Diese Einschränkung scheint inzwischen auch ISAF nicht mehr so recht zu sein. In einem Brief an den deutschen Generalinspekteur ließ ISAF-Kommandeur David Petraeus wissen, dass die fliegenden Kameras nicht mehr gebraucht würden. Die Deutsche Luftwaffe könne sie doch abziehen.

Nun ist es ja nicht so, dass die internationale Schutztruppe mal eben so auf Kampfjets über Afghanistan verzichten möchte. Aber die deutschen Tornados, auf den Foto-Auftrag beschränkt, nutzen den internationalen Truppen nicht mehr so viel wie noch vor ein paar Jahren – allein die Zahl der unbemannten Drohnen, die Echtzeit-Bilder vom Hindukusch liefern, hat drastisch zugenommen (allein die Bundeswehr hat inzwischen fünf Drohnen-Typen im Einsatz: Heron, Kleinfluggerät Zielortung (KZO), Luna, Aladin und Mikado, wenn auch die letztgenannten was für den taktischen Führer vor Ort sind). Dabei sind die Tornado-Piloten fleißig, schon im September 2007 konnten sie ihren 500. Einsatzflug melden.

Doch schießen dürfen sie eben nicht. Und zugleich klagen Verbündete darüber, dass es im (deutsch kommandierten) Nordbereich Afghanistans, wie auch im Westen, keine eigene Jagdbomber-Kapazität gibt, die für die Unterstützung am Boden bereitsteht. Close Air Support, die so genannte Luftnahunterstützung, wird vor allem von U.S.-Airforce-Fliegern, aber auch Briten, Franzosen und Belgiern geflogen. Deshalb dauert es auch schon mal eine halbe Stunde, bis der von Truppen unter Beschuss angeforderte Schutz aus der Luft eintrifft. Wenn schon ein Jet, so die unausgesprochene Forderung in Petraeus‘ Brief, dann bitte auch mit der Möglichkeit zum Waffeneinsatz.

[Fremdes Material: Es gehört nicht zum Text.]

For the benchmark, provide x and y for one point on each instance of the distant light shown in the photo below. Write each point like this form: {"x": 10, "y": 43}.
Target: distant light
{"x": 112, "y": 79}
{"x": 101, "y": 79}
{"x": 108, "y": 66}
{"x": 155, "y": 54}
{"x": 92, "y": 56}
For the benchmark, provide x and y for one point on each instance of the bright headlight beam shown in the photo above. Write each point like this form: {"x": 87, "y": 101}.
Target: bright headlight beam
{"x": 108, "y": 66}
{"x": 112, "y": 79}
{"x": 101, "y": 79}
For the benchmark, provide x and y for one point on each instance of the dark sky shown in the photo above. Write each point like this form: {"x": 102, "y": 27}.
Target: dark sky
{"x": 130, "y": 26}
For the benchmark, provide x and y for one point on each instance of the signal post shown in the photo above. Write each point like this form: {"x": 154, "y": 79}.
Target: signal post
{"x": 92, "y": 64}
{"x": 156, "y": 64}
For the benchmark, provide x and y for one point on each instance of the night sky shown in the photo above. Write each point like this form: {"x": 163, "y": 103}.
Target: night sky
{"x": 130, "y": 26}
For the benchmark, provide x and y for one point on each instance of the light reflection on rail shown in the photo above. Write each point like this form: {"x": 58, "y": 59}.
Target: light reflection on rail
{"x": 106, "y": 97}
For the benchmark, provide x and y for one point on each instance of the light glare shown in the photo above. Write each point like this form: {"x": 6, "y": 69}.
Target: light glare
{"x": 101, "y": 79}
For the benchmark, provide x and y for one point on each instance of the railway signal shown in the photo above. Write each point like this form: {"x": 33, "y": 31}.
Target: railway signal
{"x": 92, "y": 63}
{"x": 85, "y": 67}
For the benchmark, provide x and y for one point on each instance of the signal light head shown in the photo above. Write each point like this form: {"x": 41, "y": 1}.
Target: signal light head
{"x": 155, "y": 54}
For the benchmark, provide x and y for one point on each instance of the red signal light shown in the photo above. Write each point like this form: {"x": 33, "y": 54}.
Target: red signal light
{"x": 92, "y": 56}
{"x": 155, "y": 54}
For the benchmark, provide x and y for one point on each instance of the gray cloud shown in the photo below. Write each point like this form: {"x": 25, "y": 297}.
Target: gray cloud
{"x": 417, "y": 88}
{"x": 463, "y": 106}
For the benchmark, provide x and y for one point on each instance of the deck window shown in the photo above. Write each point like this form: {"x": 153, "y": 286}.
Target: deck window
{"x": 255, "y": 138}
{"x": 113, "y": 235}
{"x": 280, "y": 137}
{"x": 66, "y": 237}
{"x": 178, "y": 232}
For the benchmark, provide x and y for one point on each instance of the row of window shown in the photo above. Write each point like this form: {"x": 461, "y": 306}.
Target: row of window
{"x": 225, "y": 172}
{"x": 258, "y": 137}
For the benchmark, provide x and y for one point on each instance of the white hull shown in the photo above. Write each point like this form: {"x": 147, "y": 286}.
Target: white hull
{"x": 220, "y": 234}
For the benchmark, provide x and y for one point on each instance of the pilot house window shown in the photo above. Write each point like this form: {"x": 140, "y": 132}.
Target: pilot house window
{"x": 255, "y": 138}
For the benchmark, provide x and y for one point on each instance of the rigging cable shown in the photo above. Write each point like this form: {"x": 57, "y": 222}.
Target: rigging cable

Also statt der Recce- (steht für Reconnaissance, Aufklärung)-Tornados Jagdbomber an den Hindukusch? Technisch kein so großes Problem. Zumal die Luftwaffe ja schon die Bodenunterstützung übt – wenn auch formal nur mit dem Ziel, die Forward Air Controller des Heeres zu trainieren.

Politisch allerdings ist das ein ganz heißes Eisen. Bundeswehr und Verteidigungsministerium hätten massive Probleme, den Abgeordneten im Bundestag statt der vermeintlich harmlosen Aufklärungs-Tornados die Jagdbomber als deutschen ISAF-Beitrag zu präsentieren – war doch schon 2007 der Verzicht auf den Kampfeinsatz der Jets politisch gewollt. Da könnte es schon eher darauf hinauslaufen, die doch offensichtlich nicht mehr benötigten Aufklärer abzuziehen – und das so eingesparte Personal, Piloten und Techniker, durch die für Kundus und Baghlan dringend benötigten Infanteriekräfte zu ersetzen. Weil ja immer die vom Parlament genehmigte Personalobergrenze ein Problem ist (worunter dann auch schon mal ein ausgedünntes PRT leidet).

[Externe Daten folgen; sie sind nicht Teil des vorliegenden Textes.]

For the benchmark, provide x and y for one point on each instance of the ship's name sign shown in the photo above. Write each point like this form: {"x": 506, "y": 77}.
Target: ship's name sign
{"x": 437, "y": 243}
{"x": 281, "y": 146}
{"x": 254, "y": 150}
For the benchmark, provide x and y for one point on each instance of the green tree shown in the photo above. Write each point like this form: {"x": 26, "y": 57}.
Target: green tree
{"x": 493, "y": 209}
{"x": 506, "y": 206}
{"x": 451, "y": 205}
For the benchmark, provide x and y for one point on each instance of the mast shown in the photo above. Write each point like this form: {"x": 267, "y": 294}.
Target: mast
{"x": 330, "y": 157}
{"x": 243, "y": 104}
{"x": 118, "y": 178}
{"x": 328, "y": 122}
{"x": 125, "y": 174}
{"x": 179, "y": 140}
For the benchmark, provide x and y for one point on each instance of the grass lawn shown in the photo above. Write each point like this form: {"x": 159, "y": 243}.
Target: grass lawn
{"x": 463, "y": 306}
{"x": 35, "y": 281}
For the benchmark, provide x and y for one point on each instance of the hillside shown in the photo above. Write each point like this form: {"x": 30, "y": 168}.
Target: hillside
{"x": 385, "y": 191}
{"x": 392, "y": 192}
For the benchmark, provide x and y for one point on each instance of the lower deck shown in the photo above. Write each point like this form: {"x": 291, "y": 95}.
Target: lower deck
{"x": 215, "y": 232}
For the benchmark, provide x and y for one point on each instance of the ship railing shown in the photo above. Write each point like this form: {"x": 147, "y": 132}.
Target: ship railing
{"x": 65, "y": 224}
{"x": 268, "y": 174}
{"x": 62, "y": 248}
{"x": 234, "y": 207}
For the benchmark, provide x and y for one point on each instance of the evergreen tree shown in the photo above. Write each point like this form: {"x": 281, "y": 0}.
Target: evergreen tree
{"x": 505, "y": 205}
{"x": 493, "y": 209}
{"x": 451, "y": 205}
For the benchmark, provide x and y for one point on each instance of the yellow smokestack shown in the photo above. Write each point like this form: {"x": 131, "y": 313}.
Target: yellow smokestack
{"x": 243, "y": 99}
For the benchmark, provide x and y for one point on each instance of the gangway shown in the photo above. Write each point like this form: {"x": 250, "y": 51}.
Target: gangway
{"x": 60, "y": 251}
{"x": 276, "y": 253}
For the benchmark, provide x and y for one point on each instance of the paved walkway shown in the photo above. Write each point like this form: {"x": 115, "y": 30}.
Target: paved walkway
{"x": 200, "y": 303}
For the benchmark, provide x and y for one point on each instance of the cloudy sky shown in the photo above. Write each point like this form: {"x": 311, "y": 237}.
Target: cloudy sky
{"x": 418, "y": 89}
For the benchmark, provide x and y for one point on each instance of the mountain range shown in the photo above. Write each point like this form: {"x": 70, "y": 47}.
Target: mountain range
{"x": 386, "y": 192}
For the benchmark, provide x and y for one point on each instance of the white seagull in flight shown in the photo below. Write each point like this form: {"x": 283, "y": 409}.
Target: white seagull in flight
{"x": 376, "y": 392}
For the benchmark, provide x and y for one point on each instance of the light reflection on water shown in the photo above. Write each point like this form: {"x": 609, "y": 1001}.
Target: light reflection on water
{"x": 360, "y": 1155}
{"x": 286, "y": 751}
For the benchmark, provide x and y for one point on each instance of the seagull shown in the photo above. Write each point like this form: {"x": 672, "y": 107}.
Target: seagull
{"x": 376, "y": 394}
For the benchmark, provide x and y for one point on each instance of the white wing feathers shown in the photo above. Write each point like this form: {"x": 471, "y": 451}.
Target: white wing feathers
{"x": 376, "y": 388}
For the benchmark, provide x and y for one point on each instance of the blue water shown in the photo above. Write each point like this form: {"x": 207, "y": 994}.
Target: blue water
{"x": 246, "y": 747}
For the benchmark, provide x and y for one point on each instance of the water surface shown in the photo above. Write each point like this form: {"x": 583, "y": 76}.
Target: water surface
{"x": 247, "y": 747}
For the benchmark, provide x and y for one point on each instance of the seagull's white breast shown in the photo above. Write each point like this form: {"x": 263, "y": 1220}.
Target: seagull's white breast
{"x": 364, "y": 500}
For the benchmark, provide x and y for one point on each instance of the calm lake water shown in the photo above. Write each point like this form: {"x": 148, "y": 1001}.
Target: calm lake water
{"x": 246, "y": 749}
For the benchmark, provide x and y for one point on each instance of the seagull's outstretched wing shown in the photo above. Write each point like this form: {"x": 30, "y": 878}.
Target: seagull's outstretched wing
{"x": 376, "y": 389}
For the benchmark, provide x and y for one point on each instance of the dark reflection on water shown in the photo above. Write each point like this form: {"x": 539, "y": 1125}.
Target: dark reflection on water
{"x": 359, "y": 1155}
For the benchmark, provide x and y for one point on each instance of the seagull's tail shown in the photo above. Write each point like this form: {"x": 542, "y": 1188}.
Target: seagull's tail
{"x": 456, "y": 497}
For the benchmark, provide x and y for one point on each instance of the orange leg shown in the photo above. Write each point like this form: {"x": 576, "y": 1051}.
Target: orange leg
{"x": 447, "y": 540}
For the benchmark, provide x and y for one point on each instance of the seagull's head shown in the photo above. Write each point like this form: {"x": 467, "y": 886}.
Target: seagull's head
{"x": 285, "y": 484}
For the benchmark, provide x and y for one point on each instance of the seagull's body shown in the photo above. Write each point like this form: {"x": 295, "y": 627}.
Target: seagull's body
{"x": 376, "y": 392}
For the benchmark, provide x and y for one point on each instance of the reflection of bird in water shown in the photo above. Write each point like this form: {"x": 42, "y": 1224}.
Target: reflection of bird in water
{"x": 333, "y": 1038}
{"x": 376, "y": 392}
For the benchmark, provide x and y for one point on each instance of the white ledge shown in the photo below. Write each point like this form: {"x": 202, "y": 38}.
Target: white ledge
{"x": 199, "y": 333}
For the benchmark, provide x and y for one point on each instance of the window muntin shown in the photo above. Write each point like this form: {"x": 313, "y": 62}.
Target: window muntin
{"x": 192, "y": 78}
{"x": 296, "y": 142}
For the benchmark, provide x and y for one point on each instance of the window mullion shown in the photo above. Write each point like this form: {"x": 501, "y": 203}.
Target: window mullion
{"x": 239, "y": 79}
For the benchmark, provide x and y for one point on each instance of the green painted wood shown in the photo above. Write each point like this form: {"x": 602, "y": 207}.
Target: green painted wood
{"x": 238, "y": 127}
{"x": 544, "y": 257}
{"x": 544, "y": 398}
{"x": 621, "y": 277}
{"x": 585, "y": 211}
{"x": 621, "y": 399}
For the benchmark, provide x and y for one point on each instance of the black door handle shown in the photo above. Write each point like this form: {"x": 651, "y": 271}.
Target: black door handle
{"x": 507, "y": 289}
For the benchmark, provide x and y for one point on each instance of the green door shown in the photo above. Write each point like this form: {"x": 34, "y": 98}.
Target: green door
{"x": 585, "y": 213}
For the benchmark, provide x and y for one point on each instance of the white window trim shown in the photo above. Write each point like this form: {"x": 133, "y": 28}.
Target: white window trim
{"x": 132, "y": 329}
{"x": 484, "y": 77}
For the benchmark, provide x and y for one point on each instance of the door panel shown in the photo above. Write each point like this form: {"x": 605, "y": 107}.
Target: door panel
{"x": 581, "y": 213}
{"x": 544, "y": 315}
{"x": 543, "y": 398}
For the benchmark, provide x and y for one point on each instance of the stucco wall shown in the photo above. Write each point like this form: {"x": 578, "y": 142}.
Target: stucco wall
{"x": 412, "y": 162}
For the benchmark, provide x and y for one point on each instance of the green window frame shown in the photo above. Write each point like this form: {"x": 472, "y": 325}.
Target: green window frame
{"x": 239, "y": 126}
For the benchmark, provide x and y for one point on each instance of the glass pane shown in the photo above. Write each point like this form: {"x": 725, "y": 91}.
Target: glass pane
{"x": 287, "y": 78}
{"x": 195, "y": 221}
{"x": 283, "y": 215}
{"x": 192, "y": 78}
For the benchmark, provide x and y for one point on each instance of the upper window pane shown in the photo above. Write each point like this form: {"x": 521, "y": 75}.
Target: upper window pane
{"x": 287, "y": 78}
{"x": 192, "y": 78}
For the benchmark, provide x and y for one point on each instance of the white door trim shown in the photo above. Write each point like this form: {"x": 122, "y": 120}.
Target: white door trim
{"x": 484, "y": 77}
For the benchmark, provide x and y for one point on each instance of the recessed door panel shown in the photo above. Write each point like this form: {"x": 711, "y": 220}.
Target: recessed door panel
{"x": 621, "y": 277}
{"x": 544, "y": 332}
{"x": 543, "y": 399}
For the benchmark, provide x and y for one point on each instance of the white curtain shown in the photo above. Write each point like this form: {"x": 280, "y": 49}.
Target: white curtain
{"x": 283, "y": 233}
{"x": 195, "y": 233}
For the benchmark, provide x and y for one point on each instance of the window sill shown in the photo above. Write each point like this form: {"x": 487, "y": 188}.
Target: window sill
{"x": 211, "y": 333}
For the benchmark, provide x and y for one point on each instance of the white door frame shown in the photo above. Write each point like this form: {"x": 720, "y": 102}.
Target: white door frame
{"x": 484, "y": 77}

Doch selbst das könnte nach hinten losgehen. Werden die Recce-Tornados abgezogen, werden unter Garantie Abgeordnete verlangen, dann bitteschön gleich die Personalobergrenze zu senken. Denn das, sagt ein Oppositionsabgeordneter, wäre doch ein tolles Signal: weniger Jets, weniger Leute am Hindukusch. Sozusagen schon mal der Beginn des Abzugs, der manchen nicht schnell genug gehen kann.